Entonces, ese tipo empezó a hacerme todo tipo de preguntas raras: ¿qué tan grande era Brooklyn y podría orientarme en él?, y ¿cuánto tiempo le tomaría a un tipo conocer el lugar?

—¡Escucha! —dije—. Sácate esa idea de la cabeza ahora mismo —dije—. Nunca vas a conocer Brooklyn —dije—. Ni en cien años. He vivido aquí toda mi vida —dije—, y ni siquiera sé todo lo que hay que saber sobre él, así que ¿cómo esperas conocer la ciudad —dije— si ni siquiera vives aquí?

“Sí”, dice, “pero tengo un mapa para orientarme”.

“Con mapa o sin mapa”, dije, “no vas a conocer Brooklyn sin un mapa”, dije.

“¿Sabes nadar?”, dice, así sin más. ¡Jesús! Para entonces, ya sabes, empecé a darme cuenta de que ese tipo estaba loco. Había bebido bastante, claro, pero tenía esa mirada de loco en los ojos que no me gustaba. “¿Sabes nadar?”, dice.

—Claro —dije—. ¿No puedes?

—No —dice—. No más que un par de embestidas. Nunca he sido bueno.

—Bueno, es fácil —dije—. Solo necesitas un poco de confianza. Cuando yo era niño, mi hermano mayor me tiró del muelle un día cuando tenía ocho años, vestido y todo. —Nadarás —me dijo—. Nadarás bien, o te ahogarás. ¡Y créeme, nadé! Cuando sabes que tienes que hacerlo, lo haces. Lo único que necesitas es confianza. Y una vez que te has adentrado —dije—, no tienes nada más de qué preocuparte. Nunca lo olvidarás. Es algo que te acompaña toda la vida.

“¿Sabes nadar bien?”, pregunta.

“Como un pez”, le dije. “Soy un pez normal en el agua”, dije. “Me encantaba nadar desde los muelles con todos los demás niños”, dije.

“¿Qué harías si vieras a un hombre ahogándose?”, dice el tipo.

“¿Hacerlo? Pues yo saltaría y lo sacaría”, dije. “Eso es lo que yo haría”.

“¿Alguna vez has visto a un hombre ahogarse?”, dice.

—Claro —dije—. Vi a dos tipos, ambos en Coney Island. Se adentraron demasiado y ninguno sabía nadar. Se ahogaron antes de que alguien pudiera rescatarlos.

“¿Qué será de la gente después de que se hayan ahogado aquí?”, dice.

“¿Dónde te ahogaste?”, pregunté.

“Aquí en Brooklyn.”

—No sé a qué te refieres —dije—. Nunca he oído hablar de nadie ahogándose aquí en Brooklyn, a menos que te refieras a una piscina. No te puedes ahogar en Brooklyn —dije—. Tienes que ahogarte en otro sitio, en el océano, donde hay agua.

“Ahogándome”, dice el tipo, mirando su mapa. “Ahogándome”.

¡Jesús! Desde entonces me di cuenta de que estaba loco, tenía esa mirada de loco cuando te miraba, y no sabía qué podía hacer. Así que íbamos a una estación, y no era mi parada, pero me bajé de todos modos y esperé el siguiente tren.

—Bueno, adiós, jefe —dije—. Cuídate.

“Ahogándome”, dice el tipo, mirando su mapa. “Ahogándome”.

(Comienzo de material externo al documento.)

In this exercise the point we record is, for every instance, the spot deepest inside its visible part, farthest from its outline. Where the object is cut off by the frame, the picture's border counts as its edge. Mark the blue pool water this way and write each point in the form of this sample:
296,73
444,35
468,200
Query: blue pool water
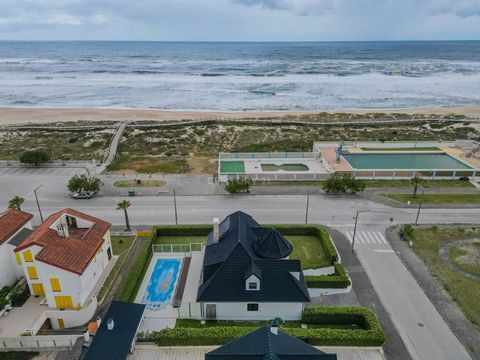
161,287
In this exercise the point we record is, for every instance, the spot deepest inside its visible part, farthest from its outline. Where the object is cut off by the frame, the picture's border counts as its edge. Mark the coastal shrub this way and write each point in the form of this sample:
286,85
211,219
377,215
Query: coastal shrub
367,331
339,280
34,157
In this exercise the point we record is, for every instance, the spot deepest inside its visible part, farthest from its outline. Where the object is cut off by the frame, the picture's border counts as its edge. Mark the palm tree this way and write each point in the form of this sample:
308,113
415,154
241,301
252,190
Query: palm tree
16,202
124,205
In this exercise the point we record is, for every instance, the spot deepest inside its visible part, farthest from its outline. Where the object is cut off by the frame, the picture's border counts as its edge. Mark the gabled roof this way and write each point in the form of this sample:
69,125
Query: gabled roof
227,282
72,253
115,344
12,220
263,344
272,245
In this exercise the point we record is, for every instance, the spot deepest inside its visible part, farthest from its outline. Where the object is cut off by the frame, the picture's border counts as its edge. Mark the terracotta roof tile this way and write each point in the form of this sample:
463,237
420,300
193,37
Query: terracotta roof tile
11,221
73,253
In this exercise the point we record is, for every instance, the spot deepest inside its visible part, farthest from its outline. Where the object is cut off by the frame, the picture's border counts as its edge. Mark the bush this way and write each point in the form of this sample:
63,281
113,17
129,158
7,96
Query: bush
343,183
239,185
339,280
368,331
34,157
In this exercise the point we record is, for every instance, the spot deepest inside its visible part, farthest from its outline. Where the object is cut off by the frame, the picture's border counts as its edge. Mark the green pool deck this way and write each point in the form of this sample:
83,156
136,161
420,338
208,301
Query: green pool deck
410,161
232,167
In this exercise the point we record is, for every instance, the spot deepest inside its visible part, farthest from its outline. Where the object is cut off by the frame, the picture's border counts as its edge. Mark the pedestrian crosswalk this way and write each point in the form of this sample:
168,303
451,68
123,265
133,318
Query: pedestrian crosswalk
367,237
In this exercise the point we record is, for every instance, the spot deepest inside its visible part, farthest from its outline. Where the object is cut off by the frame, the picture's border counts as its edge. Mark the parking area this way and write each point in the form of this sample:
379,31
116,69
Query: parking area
45,171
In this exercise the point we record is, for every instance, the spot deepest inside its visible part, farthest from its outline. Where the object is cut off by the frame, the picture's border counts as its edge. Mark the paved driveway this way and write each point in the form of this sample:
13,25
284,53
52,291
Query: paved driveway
145,352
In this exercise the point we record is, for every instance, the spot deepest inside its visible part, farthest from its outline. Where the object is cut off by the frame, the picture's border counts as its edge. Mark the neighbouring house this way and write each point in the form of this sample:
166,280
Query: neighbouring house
117,333
268,343
15,226
247,274
63,260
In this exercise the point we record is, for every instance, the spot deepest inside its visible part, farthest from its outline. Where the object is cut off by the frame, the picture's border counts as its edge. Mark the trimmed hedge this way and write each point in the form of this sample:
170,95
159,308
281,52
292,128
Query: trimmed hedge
369,332
339,280
311,230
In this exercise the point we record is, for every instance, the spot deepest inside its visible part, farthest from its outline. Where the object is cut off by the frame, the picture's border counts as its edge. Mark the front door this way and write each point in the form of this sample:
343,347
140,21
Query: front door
38,290
211,311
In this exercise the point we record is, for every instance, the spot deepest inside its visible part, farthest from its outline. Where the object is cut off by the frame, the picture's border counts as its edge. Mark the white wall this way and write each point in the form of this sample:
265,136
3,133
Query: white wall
266,311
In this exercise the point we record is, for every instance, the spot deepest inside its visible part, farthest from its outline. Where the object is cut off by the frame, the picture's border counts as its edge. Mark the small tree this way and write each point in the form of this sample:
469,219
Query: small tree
84,183
416,181
34,157
239,185
16,202
124,205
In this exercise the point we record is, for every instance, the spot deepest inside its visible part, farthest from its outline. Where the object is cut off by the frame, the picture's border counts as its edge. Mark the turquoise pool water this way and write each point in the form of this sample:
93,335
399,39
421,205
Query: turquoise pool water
162,283
404,161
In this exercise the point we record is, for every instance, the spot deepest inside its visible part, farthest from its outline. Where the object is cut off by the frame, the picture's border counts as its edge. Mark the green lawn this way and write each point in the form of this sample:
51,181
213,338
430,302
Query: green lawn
437,198
309,251
142,183
180,239
121,243
402,149
407,183
464,291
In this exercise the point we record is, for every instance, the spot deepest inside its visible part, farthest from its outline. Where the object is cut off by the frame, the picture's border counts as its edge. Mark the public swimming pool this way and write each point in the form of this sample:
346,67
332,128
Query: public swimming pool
161,286
405,161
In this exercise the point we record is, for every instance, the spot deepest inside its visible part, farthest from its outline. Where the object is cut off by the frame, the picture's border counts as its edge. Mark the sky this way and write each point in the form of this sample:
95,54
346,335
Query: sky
240,20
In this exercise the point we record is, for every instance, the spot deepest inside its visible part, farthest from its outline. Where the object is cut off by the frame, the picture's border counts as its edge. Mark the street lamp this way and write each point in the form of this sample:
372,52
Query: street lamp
38,204
355,227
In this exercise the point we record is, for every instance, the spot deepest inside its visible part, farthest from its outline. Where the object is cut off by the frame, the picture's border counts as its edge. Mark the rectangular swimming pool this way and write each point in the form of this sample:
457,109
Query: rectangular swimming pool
161,286
404,161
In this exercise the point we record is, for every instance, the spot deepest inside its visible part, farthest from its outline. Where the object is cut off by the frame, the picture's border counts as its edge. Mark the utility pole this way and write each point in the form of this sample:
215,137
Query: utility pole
419,207
38,204
175,204
306,211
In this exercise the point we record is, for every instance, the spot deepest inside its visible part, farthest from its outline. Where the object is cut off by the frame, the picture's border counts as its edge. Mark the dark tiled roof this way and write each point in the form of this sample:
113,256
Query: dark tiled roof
229,262
115,344
272,245
20,237
11,221
262,344
73,253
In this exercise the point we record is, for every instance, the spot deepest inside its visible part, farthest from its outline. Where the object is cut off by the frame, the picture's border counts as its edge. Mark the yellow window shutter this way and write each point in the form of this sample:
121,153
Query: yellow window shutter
27,255
32,272
55,283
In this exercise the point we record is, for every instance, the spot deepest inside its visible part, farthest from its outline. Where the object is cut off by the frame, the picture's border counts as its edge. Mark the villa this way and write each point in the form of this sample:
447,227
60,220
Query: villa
15,226
247,275
63,261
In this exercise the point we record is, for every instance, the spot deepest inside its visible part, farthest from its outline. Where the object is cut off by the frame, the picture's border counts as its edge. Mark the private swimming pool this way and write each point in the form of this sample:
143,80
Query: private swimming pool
161,286
440,161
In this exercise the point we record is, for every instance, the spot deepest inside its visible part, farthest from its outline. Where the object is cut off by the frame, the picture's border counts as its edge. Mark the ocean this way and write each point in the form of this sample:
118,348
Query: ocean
239,76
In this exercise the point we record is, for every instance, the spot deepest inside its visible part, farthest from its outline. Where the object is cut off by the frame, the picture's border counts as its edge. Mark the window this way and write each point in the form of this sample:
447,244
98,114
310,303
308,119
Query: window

¡Jesús! He pensado en ese tipo mil veces desde entonces y me he preguntado qué fue de él cuando salía a ver a Bensenhoist porque le gustaba el nombre. Caminando solo por Red Hook de noche y mirando su mapa. ¡Cuántas personas vi morir ahogadas aquí en Brooklyn! ¿Cuánto tiempo le tomaría a un tipo con un buen mapa saber todo lo que había que saber sobre Brooklyn?

¡Jesús! ¡Qué loco era! Me pregunto qué habrá sido de él. Me pregunto si alguien le dio un golpe en la cabeza o si seguirá vagando por el metro en medio de la noche con su pequeño mapa. ¡Pobre hombre! ¡Me da risa pensar en él! Quizás ya se dio cuenta de que nunca vivirá lo suficiente para conocer todo Brooklyn. Un hombre tardaría toda una vida en conocer Brooklyn de punta a punta. E incluso así, no lo conocería todo.